2. Description of the Related Art
When switching electromagnetic load relays, a problem occurs in specific applications in that the excitation voltage for the winding drops off during the attraction of the armature. As a result, the armature is no longer fully attracted under certain circumstances which causes the armature to undergo a chattering motion. This causes the switch contact to either not close or to undergo repeated interruptions or openings before closing. This problem occurs particularly often in applications where the voltage source for the excitation winding of the relay also simultaneously supplies the current to the load, as is specifically the case in motor vehicles. When certain users or loads, such as lamps or starters, are switched on in a motor vehicle, extremely high turn-on current peaks appear which leads to the reduction of the battery voltage. Thus, reliable operation of the relay is no longer assured.

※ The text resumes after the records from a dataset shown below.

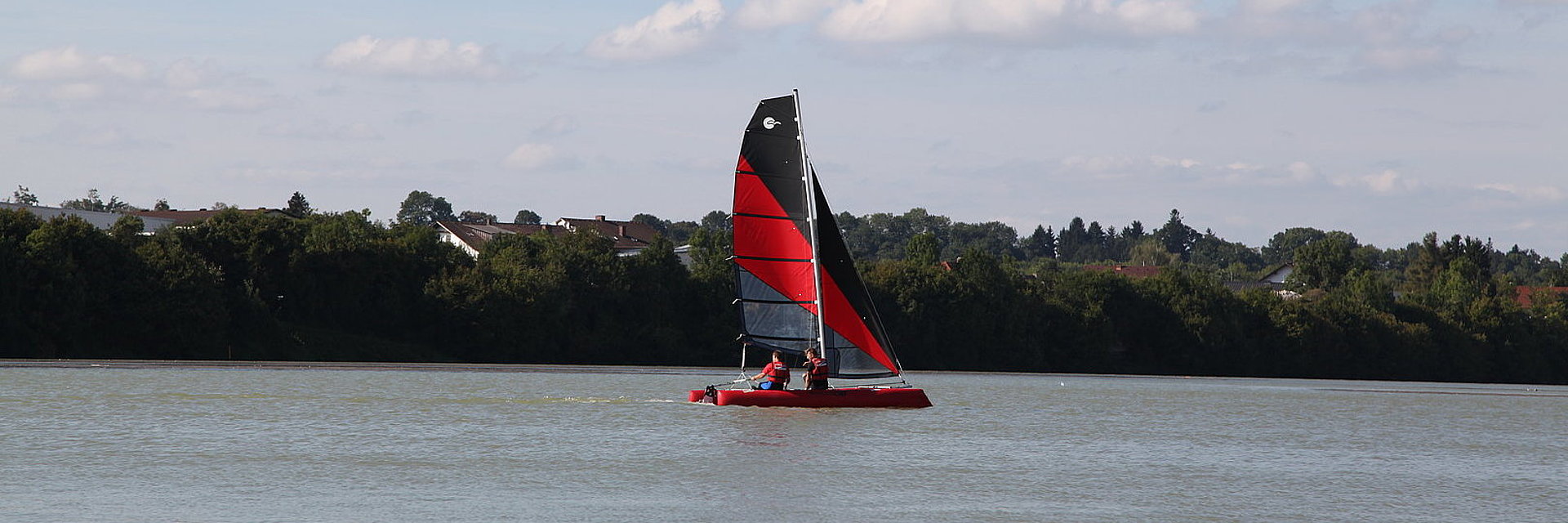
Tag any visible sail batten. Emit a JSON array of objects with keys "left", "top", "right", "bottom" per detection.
[{"left": 731, "top": 94, "right": 900, "bottom": 378}]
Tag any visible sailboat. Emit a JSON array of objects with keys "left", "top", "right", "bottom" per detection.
[{"left": 688, "top": 91, "right": 931, "bottom": 407}]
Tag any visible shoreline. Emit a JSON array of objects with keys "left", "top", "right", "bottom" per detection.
[{"left": 0, "top": 358, "right": 1568, "bottom": 397}]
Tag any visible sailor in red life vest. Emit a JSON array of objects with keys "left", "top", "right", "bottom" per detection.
[
  {"left": 806, "top": 349, "right": 828, "bottom": 386},
  {"left": 751, "top": 351, "right": 789, "bottom": 386}
]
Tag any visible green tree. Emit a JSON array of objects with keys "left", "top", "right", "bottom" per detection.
[
  {"left": 284, "top": 190, "right": 315, "bottom": 217},
  {"left": 511, "top": 209, "right": 539, "bottom": 225},
  {"left": 1261, "top": 228, "right": 1328, "bottom": 264},
  {"left": 397, "top": 190, "right": 457, "bottom": 225},
  {"left": 903, "top": 232, "right": 942, "bottom": 266},
  {"left": 11, "top": 186, "right": 38, "bottom": 206},
  {"left": 697, "top": 211, "right": 731, "bottom": 231},
  {"left": 632, "top": 213, "right": 670, "bottom": 234},
  {"left": 1290, "top": 231, "right": 1370, "bottom": 289},
  {"left": 60, "top": 189, "right": 136, "bottom": 212},
  {"left": 1019, "top": 225, "right": 1057, "bottom": 259},
  {"left": 1154, "top": 209, "right": 1203, "bottom": 259},
  {"left": 458, "top": 211, "right": 500, "bottom": 223},
  {"left": 108, "top": 213, "right": 147, "bottom": 247}
]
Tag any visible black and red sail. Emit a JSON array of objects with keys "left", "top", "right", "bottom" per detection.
[{"left": 733, "top": 94, "right": 898, "bottom": 378}]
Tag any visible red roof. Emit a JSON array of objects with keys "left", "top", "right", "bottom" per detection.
[
  {"left": 128, "top": 208, "right": 296, "bottom": 226},
  {"left": 1513, "top": 286, "right": 1568, "bottom": 306},
  {"left": 555, "top": 217, "right": 658, "bottom": 250},
  {"left": 436, "top": 220, "right": 566, "bottom": 252},
  {"left": 1084, "top": 266, "right": 1165, "bottom": 279}
]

Another, related problem occurs when relays are driven by mechanical switches which have multiply longer bouncing times for the switch elements. As a result of these bouncing impacts, the relay is then also multiply switched on and off until it ultimately closes. Particularly when extremely high turn-on current peaks are required by the load, this leads to great stressing and/or erosion of the relay contacts. In extreme cases, for example, when switching lamp currents, it leads to welding of the contact members.

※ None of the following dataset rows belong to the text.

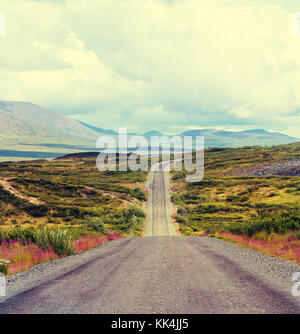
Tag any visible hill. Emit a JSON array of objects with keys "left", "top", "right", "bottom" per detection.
[{"left": 180, "top": 129, "right": 299, "bottom": 147}]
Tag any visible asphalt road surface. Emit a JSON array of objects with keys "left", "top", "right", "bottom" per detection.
[
  {"left": 144, "top": 163, "right": 176, "bottom": 237},
  {"left": 0, "top": 167, "right": 300, "bottom": 314}
]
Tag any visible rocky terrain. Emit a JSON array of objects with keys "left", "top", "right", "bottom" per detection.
[{"left": 223, "top": 160, "right": 300, "bottom": 176}]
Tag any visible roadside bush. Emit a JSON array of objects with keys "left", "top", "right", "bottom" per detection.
[
  {"left": 0, "top": 225, "right": 35, "bottom": 242},
  {"left": 132, "top": 188, "right": 146, "bottom": 201},
  {"left": 0, "top": 259, "right": 10, "bottom": 275},
  {"left": 24, "top": 205, "right": 48, "bottom": 218},
  {"left": 35, "top": 227, "right": 75, "bottom": 256},
  {"left": 229, "top": 213, "right": 300, "bottom": 237},
  {"left": 85, "top": 216, "right": 106, "bottom": 234}
]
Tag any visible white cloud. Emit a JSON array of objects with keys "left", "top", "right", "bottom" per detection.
[{"left": 0, "top": 0, "right": 300, "bottom": 135}]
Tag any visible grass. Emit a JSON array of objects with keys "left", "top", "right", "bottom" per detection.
[
  {"left": 0, "top": 157, "right": 146, "bottom": 236},
  {"left": 171, "top": 143, "right": 300, "bottom": 261},
  {"left": 0, "top": 157, "right": 146, "bottom": 274},
  {"left": 216, "top": 231, "right": 300, "bottom": 263},
  {"left": 0, "top": 229, "right": 122, "bottom": 274}
]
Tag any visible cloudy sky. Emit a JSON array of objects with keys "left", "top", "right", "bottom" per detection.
[{"left": 0, "top": 0, "right": 300, "bottom": 137}]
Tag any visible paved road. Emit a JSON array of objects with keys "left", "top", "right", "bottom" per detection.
[
  {"left": 144, "top": 163, "right": 176, "bottom": 237},
  {"left": 0, "top": 167, "right": 300, "bottom": 314}
]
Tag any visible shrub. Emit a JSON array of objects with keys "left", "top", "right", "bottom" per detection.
[
  {"left": 24, "top": 205, "right": 48, "bottom": 218},
  {"left": 132, "top": 188, "right": 146, "bottom": 201},
  {"left": 35, "top": 227, "right": 75, "bottom": 256},
  {"left": 0, "top": 259, "right": 10, "bottom": 275},
  {"left": 85, "top": 216, "right": 106, "bottom": 234}
]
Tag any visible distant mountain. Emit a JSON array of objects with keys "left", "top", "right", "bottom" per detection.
[
  {"left": 242, "top": 129, "right": 269, "bottom": 134},
  {"left": 78, "top": 121, "right": 118, "bottom": 136},
  {"left": 144, "top": 130, "right": 164, "bottom": 138},
  {"left": 0, "top": 101, "right": 299, "bottom": 160},
  {"left": 180, "top": 129, "right": 299, "bottom": 147},
  {"left": 0, "top": 101, "right": 102, "bottom": 144},
  {"left": 0, "top": 101, "right": 103, "bottom": 160}
]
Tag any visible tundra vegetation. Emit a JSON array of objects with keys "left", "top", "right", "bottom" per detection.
[
  {"left": 172, "top": 143, "right": 300, "bottom": 262},
  {"left": 0, "top": 157, "right": 147, "bottom": 274}
]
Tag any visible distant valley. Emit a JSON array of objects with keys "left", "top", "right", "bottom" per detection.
[{"left": 0, "top": 101, "right": 299, "bottom": 161}]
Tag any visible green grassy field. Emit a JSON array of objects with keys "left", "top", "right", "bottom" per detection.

In a relay disclosed in European Published Application 0 231 793 and corresponding U.S. Pat. No. 4,803,589, it is provided to conduct the load current between the coil and yoke so that an auxiliary excitation is induced isodirectionally with the excitation of the winding. Given appropriate dimensioning, a reliable response of the relay is guaranteed in this way even when the excitation voltage drops off during the turn-on event or is interrupted in the interim as a consequence of a bouncing switch.

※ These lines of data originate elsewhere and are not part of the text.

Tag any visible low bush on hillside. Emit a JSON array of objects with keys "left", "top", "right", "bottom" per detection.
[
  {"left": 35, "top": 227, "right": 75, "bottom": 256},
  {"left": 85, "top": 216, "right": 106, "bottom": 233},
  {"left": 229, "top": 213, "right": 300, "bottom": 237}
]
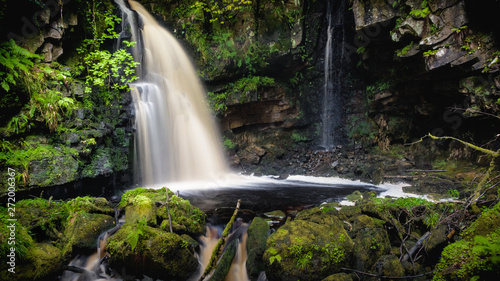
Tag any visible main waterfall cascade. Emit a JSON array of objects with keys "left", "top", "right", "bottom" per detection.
[
  {"left": 320, "top": 0, "right": 346, "bottom": 150},
  {"left": 117, "top": 0, "right": 228, "bottom": 186}
]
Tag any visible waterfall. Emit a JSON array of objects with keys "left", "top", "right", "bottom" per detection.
[
  {"left": 117, "top": 0, "right": 228, "bottom": 185},
  {"left": 320, "top": 0, "right": 345, "bottom": 150}
]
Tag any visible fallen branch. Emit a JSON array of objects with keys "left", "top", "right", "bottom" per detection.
[
  {"left": 401, "top": 231, "right": 431, "bottom": 261},
  {"left": 165, "top": 187, "right": 174, "bottom": 232},
  {"left": 405, "top": 169, "right": 448, "bottom": 173},
  {"left": 200, "top": 199, "right": 241, "bottom": 280},
  {"left": 341, "top": 267, "right": 436, "bottom": 279}
]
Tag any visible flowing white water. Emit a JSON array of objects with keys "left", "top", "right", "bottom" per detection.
[
  {"left": 321, "top": 1, "right": 335, "bottom": 150},
  {"left": 122, "top": 0, "right": 228, "bottom": 185},
  {"left": 320, "top": 0, "right": 346, "bottom": 150}
]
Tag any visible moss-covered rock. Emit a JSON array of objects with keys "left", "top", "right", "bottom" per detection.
[
  {"left": 246, "top": 217, "right": 269, "bottom": 276},
  {"left": 64, "top": 212, "right": 115, "bottom": 250},
  {"left": 120, "top": 188, "right": 206, "bottom": 234},
  {"left": 353, "top": 215, "right": 391, "bottom": 271},
  {"left": 263, "top": 215, "right": 353, "bottom": 281},
  {"left": 106, "top": 223, "right": 198, "bottom": 280},
  {"left": 371, "top": 255, "right": 405, "bottom": 280},
  {"left": 16, "top": 198, "right": 69, "bottom": 241},
  {"left": 125, "top": 195, "right": 156, "bottom": 225},
  {"left": 433, "top": 200, "right": 500, "bottom": 280},
  {"left": 321, "top": 273, "right": 352, "bottom": 281}
]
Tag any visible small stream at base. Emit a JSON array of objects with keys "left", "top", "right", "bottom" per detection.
[{"left": 60, "top": 174, "right": 410, "bottom": 281}]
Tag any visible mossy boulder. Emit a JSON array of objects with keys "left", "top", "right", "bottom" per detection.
[
  {"left": 353, "top": 215, "right": 391, "bottom": 271},
  {"left": 433, "top": 200, "right": 500, "bottom": 280},
  {"left": 64, "top": 212, "right": 115, "bottom": 250},
  {"left": 125, "top": 195, "right": 156, "bottom": 225},
  {"left": 16, "top": 198, "right": 69, "bottom": 241},
  {"left": 106, "top": 223, "right": 198, "bottom": 280},
  {"left": 120, "top": 188, "right": 206, "bottom": 237},
  {"left": 321, "top": 273, "right": 352, "bottom": 281},
  {"left": 246, "top": 217, "right": 269, "bottom": 276},
  {"left": 371, "top": 255, "right": 405, "bottom": 280},
  {"left": 263, "top": 215, "right": 353, "bottom": 281}
]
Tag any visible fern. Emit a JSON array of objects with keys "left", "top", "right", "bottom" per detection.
[{"left": 0, "top": 39, "right": 41, "bottom": 92}]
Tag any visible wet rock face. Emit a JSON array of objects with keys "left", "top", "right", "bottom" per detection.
[{"left": 353, "top": 0, "right": 500, "bottom": 152}]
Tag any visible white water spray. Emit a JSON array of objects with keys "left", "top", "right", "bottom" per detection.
[{"left": 120, "top": 0, "right": 228, "bottom": 186}]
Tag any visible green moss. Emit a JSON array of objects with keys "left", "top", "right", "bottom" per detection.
[
  {"left": 0, "top": 142, "right": 78, "bottom": 187},
  {"left": 120, "top": 188, "right": 206, "bottom": 235},
  {"left": 125, "top": 195, "right": 156, "bottom": 225},
  {"left": 433, "top": 200, "right": 500, "bottom": 280},
  {"left": 462, "top": 199, "right": 500, "bottom": 240},
  {"left": 107, "top": 223, "right": 198, "bottom": 280},
  {"left": 16, "top": 198, "right": 69, "bottom": 241},
  {"left": 64, "top": 212, "right": 115, "bottom": 249},
  {"left": 263, "top": 215, "right": 353, "bottom": 280},
  {"left": 346, "top": 190, "right": 363, "bottom": 202},
  {"left": 353, "top": 215, "right": 391, "bottom": 271}
]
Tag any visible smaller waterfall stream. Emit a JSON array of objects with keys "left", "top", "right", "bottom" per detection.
[{"left": 320, "top": 0, "right": 346, "bottom": 150}]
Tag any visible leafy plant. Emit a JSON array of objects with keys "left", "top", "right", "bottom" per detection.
[
  {"left": 396, "top": 41, "right": 414, "bottom": 57},
  {"left": 224, "top": 137, "right": 235, "bottom": 149},
  {"left": 424, "top": 50, "right": 438, "bottom": 58},
  {"left": 127, "top": 217, "right": 147, "bottom": 251},
  {"left": 448, "top": 189, "right": 460, "bottom": 199},
  {"left": 267, "top": 248, "right": 281, "bottom": 264},
  {"left": 0, "top": 39, "right": 41, "bottom": 92},
  {"left": 410, "top": 0, "right": 431, "bottom": 18},
  {"left": 77, "top": 0, "right": 139, "bottom": 94}
]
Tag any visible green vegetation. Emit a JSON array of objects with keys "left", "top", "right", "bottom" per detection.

Given a relay of small volume, however, problems arise for guiding the load current around the excitation flux circuit under certain circumstances when there is only an extremely small gap present between the winding and the yoke, so that it is only possible to conduct a power lead element of large cross section therethrough with difficulty. It has thereby also been proposed to conduct a thin plate which occupies essentially the entire length of the winding between the winding and the yoke as the power lead element in order to obtain the required cross section for the load current and still provide an optimally low height. In any case, however, problems derive during assembly and problems derive in view of the insulation between the load circuit and winding in this type of relay.